- Origin: Peshawar, Pakistan
- Genres: Pashto, alternative folk, Sufi
- Years active: 2010-present
- Members: Ismail Khan Junaid Javed

= Ismail and Junaid =

Music Band

Ismail and Junaid (اسماعیل او جنید) is a Pashto musical band originating from Peshawar, Pakistan The band consists of two members - Ismail Khan, the lead vocalist, poet and composer and Junaid Javed, a guitarist, composer and supporting vocalist.

== Career ==
Ismail was born in Peshawar in a family of political background hailing from Charsadda. Junaid is described as hailing from a "multicultural background".

Ismail and Junaid, both university students and college friends, were originally amateur artists who performed in front of friends and social circles. After receiving wide exposure and appreciation of their musical talent, the duo decided to take their music to the next level and formed a professional band. Ismail and Junaid achieved first position in the All Pakistan Battle of the Bands contest at the Lahore University of Management Sciences (LUMS) in 2010. After forming their band, they debuted by soon releasing their first official song Qarar, a Pashto single. It was ranked as the second best Pashto song of all times by the Pashto Cultural Society. It was able to achieve popularity even outside the country and in the non-Pashtun Pakistani mainstream music audiences.
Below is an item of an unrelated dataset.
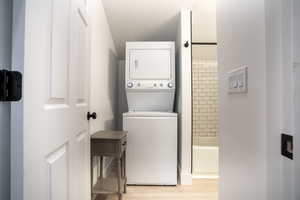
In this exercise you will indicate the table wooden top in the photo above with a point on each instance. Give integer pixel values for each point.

The track hit radio and T.V channels all over the country and Goher Mumtaz, the lead guitarist of the pop rock band Jal, personally approached the duo to express his liking of the song.
In 2011, they released yet another song, Ranra (meaning "light"), an alternative folk single which is also in Pashto and is breaking the records of Qarar as the fastest shared Pashto song on social websites.

As a musical group, Ismail and Junaid are praised for their ability of fusing eastern (Pashtun music) and western music and are regarded as one of the emerging bands in the Pashto and Pakistani musical scene. Much of their music employs the traditional use of the rubab instrument accompanied with rhythmic Pashto vocals, drawing influences from Sufi music and northern Pakistani folk music as well as modernised western genres.

They have been interviewed by various media organisations, including the Voice of America and the American radio channel National Public Radio (NPR). The band has said that through its music, it aims to promote Pashtun culture on a larger platform and challenge stereotypes associated with it. Among the band's future plans include releasing a full album which would contain songs in Pashto, Urdu and English.

In May 2013, the band released a new single, "Pakhwa". The lyrics of the song are based on poetry by the famous Pashtun poet, Ameer Hamza Khan Shinwari.

==Recognition==
In February 2012, Dawn News reported that the duo received the Young Achievers Award in music by the Tourism Corporation of Khyber Pakhtunkhwa.

From the new wave of pop music in the province of Khyber Pakhtunkhwa, the band Ismail and Junaid have recently been given a Young Achievers Award in music by the Tourism Corporation of Khyber Pakhtunkhwa (TCKP). Having only released two songs so far, Qarar (peace) and Ranra (light), they’ve managed to make a name for themselves within Pakistan and in Pakhtun communities abroad.
— Dawn News, 5 February 2012

The Express Tribune has described Ismail and Junaid as having "shaken up the Pashto musical scene" and a band whose raw and refreshing approach to Pashto music makes it "crucial to the future of Pakistani pop music."